A hydraulic hose often needs to be able to operate at very high pressure; 500bar is not uncommon and in extreme cases pressures can be far higher. It also needs to be capable of handling extremely high temperatures and shock loads. And it’s not just a hose’s capability of securely containing high-pressure, high-temperature oil that needs to be ensured; there is also the importance of hose flexibility. A length of hose should be designed to move as often as the machine moves. Frequency of movement not only puts stress on the hose and its construction but also on the fittings at either end – the parts that form the connections to the operating part of the machine.
And what of hose replacement? When the time comes the machine’s owner may not return to the original manufacturer and instead have a hose made by a third-party provider. This in itself is not a problem provided the same specification of hose is used and so long as the replacement hose is correctly routed; taking into account all the relevant quality and safety standards. There is also the question of plant and equipment downtime to bear in mind. The process of ‘fighting fires’ after the equipment has broken down is something to avoid wherever possible, and is another example of the importance of ensuring hose and fittings are compatible, of a high quality and regularly maintained.

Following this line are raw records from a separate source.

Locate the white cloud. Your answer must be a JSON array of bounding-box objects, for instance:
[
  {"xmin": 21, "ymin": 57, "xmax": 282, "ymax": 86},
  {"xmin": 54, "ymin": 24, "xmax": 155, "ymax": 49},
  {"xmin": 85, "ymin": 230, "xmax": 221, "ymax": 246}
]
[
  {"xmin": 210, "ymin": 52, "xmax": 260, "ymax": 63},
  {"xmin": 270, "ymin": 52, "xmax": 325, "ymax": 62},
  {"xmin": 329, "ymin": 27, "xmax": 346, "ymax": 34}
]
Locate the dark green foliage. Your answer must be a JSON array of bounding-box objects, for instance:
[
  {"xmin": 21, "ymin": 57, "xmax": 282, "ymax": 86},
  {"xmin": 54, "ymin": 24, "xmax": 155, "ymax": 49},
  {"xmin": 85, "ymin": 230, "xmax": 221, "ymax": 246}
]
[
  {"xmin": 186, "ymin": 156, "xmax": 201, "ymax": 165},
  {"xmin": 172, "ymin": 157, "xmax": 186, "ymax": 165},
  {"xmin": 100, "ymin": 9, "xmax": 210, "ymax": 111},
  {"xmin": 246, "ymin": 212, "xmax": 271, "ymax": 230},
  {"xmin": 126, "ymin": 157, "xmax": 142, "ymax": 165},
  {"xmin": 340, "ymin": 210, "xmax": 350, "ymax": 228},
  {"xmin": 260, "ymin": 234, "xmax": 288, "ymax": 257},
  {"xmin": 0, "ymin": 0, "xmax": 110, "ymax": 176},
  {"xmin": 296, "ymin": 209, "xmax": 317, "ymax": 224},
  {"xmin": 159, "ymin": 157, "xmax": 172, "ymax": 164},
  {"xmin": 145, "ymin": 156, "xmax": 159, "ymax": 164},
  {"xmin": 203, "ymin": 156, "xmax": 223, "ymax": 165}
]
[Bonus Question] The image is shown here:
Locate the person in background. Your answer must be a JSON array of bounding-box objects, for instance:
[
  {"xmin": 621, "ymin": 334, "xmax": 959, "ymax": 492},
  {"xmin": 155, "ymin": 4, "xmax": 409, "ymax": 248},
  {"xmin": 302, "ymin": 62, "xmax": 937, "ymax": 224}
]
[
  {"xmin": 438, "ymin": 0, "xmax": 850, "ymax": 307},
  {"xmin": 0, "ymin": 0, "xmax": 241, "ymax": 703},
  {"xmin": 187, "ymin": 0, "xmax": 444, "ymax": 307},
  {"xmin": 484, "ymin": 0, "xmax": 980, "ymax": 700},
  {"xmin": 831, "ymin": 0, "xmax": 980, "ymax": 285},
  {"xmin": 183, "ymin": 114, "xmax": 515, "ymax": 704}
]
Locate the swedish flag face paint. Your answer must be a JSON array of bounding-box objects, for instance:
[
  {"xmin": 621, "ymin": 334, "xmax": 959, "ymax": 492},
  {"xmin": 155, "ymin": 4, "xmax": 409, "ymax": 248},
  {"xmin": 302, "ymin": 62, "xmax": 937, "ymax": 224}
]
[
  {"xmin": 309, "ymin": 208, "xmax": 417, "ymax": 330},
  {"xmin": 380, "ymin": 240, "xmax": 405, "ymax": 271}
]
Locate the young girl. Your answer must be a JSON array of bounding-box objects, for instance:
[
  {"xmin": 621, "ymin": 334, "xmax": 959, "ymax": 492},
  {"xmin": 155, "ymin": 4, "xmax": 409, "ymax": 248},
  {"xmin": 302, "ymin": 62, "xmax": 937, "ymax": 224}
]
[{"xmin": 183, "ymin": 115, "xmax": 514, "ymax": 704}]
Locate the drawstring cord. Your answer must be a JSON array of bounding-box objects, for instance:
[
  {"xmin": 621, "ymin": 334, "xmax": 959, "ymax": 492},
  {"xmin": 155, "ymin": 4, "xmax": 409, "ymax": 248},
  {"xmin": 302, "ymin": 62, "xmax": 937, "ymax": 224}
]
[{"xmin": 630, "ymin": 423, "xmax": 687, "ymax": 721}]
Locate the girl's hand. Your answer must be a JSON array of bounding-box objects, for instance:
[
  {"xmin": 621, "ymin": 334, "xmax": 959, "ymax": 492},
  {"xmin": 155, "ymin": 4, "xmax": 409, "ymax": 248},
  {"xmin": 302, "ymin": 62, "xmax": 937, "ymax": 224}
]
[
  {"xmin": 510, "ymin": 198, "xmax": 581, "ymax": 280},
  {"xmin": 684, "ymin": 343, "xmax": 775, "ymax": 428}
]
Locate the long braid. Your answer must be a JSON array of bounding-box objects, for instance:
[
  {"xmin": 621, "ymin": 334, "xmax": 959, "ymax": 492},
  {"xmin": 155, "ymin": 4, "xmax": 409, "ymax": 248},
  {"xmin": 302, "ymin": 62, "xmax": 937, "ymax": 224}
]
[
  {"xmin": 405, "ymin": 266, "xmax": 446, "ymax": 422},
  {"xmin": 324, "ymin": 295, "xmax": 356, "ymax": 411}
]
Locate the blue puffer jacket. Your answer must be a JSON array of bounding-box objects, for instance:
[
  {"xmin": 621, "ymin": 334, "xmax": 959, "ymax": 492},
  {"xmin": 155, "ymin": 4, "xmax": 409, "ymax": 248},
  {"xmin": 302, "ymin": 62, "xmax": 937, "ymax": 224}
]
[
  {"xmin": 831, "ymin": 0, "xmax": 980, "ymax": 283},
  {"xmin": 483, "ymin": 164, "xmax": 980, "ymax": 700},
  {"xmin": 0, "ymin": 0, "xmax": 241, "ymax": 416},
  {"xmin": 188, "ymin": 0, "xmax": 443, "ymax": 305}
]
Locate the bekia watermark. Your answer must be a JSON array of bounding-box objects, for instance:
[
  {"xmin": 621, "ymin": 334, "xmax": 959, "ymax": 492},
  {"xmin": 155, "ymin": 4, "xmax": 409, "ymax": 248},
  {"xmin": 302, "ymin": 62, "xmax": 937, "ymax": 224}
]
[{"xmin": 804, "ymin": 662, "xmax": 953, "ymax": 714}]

Sourcing the right grade of hose is also important from a health and safety perspective. A high-pressure hydraulic oil injection injury is a serious occurrence and something to be avoided at all costs. It may not happen very often, but when it does it’s not only the injured party who can be seriously affected; the whole health and safety regime of the company can be called to account.
With a focus on issues such as those cited above, the British Fluid Power Association (BFPA) has established a number of programmes aimed at raising the awareness levels of people who work with hydraulic hose at all levels; from the system designer and field engineer, to the machine operator and the person who makes the hose. The training courses have been designed first to raise machine performance levels and further enhance the reputation of hydraulic systems, and secondly to keep operators safe. The BFPA runs both the ‘Foundation Course in Working Safely with Hydraulic Hose and Connectors’, and a practical, workshop-based course titled ‘The BFPA Hose Assembly Skills Training Programme’. A number of hose equipment and service providers are also licensed to carry out these courses throughout the UK and Ireland. More information can be obtained by contacting the BFPA directly on 01608 647900, or by visiting the association’s newly-designed website: www.bfpa.co.uk.
Remember, only trust your hose equipment to a reputable source; whether the provider is a member of the BFPA Hose Accreditation Scheme or runs a rigorous and reputable scheme of its own. And, in terms of hose training, make sure the provider’s courses are well-established within the hydraulics industry; whether they run their own courses or are authorised agents for the BFPA’s own Hose Foundation and Hose Skills courses. When the efficiency of your plant and equipment, as well as the health and safety of your workforce is at stake, only the best product, training and service provision should be accepted.